I am not 100 % sure, but 98 
As often Filipino lawyers are WRONG... (If it isnt changed since a friend of mine bought a land many years ago.)
His - scammer type - Filipina wife is the main but *he is at the title too.* She want to sell - and put all in own pocket I suppouse  - but she cant by he has to sign too when its about SELLING by he is at the title too so buyers know.. . 
(An other biger land he put in eldest daughter's name, child then, grown up now, so the wife has no right to that at all


----------



## art1946 (Nov 30, 2017)

how dumb are the laws in the Philippines. I can't own the land under the house, but i can buy a condo that sits on land. hahahaha

art


----------



## Lunkan (Aug 28, 2020)

art1946 said:


> how dumb are the laws in the Philippines. I can't own the land under the house, but i can buy a condo that sits on land. hahahaha


 Actualy in difference from many other things, thats LOGIC 
because foreigners CAN own max 40 % in a business, which own land (if fullfil some demands).
Its SAME max as the 40 % foreigners are allowed to be in a condo union, which can own the land the condos are at.


----------



## amcan13 (Sep 28, 2021)

If you look at condominiums in the USA you will also find the same thing. You don't own the land, it is common area that all owners have to maintain, thus dues. The twist in the Philippines is the 40% for foreigners. That might be changing. A bill was signed to open up business ownership for foreigners to increase foreigner investment. PRRD signs law amending Foreign Investments Act But it might allow you to become a business and buy land for said business.

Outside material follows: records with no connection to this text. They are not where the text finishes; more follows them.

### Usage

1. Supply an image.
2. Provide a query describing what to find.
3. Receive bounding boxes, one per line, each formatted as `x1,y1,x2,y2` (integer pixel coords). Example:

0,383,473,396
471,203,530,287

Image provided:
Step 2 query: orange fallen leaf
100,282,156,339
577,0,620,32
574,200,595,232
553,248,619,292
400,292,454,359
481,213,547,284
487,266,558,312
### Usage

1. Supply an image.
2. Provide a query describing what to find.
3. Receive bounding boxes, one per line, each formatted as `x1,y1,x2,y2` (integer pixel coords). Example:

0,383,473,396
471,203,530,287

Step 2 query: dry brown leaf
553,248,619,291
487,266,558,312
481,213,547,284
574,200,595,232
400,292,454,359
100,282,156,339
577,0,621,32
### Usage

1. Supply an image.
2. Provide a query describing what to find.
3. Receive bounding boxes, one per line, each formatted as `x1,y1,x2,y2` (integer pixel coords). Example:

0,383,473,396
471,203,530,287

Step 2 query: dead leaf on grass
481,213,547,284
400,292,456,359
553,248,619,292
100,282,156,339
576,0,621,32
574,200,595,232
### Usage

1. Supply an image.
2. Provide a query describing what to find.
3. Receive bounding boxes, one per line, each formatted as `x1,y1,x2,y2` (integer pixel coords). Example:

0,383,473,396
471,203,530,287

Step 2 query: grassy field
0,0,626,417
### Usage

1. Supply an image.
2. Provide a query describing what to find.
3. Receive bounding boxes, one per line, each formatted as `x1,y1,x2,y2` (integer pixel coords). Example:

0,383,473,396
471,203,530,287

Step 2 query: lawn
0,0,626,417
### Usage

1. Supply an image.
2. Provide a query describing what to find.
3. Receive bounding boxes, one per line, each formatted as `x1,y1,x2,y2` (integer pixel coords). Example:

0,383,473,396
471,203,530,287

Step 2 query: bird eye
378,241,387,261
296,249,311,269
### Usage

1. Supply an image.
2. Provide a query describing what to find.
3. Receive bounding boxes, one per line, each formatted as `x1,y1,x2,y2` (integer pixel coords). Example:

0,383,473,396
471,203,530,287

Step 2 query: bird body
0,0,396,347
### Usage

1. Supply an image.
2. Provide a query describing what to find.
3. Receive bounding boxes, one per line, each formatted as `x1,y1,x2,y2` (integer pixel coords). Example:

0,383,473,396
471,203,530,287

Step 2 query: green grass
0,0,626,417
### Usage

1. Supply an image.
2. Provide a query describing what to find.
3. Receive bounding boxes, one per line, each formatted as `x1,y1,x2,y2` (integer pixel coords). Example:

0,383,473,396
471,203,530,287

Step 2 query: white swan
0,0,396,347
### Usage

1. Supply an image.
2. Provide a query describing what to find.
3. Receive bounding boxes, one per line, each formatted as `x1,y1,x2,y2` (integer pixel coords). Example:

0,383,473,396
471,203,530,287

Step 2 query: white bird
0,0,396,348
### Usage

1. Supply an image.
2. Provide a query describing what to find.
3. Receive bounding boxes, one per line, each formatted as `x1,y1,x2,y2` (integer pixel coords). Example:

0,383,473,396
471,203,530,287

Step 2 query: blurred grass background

The investment threshold is pretty low.


----------



## Gary D (Oct 28, 2013)

I guess one advantage of no foreigners owning land is the Chinese can't buy your country out from under you.


----------



## Lunkan (Aug 28, 2020)

Gary D said:


> I guess one advantage of no foreigners owning land is the Chinese can't buy your country out from under you.


 Yes, that make sence,
but the Philippines has fallen behind development compared to other SE Asian countries by NOT allowing foreigners to own majority even in business foreigners START - and NOT allowing foreigner KNOWLEDGE to dominate in own business!!! That have been realy stupid - until now. The new law amcan told SOLVE that :


amcan13 said:


> If you look at condominiums in the USA you will also find the same thing. You don't own the land, it is common area that all owners have to maintain, thus dues. The twist in the Philippines is the 40% for foreigners. That might be changing. A bill was signed to open up business ownership for foreigners to increase foreigner investment. PRRD signs law amending Foreign Investments Act But it might allow you to become a business and buy land for said business. The investment threshold is pretty low.


   
Now I dont have that to complain about anymore 🤣 
Its even better than I hoped by they improve Visas for some such business people too


----------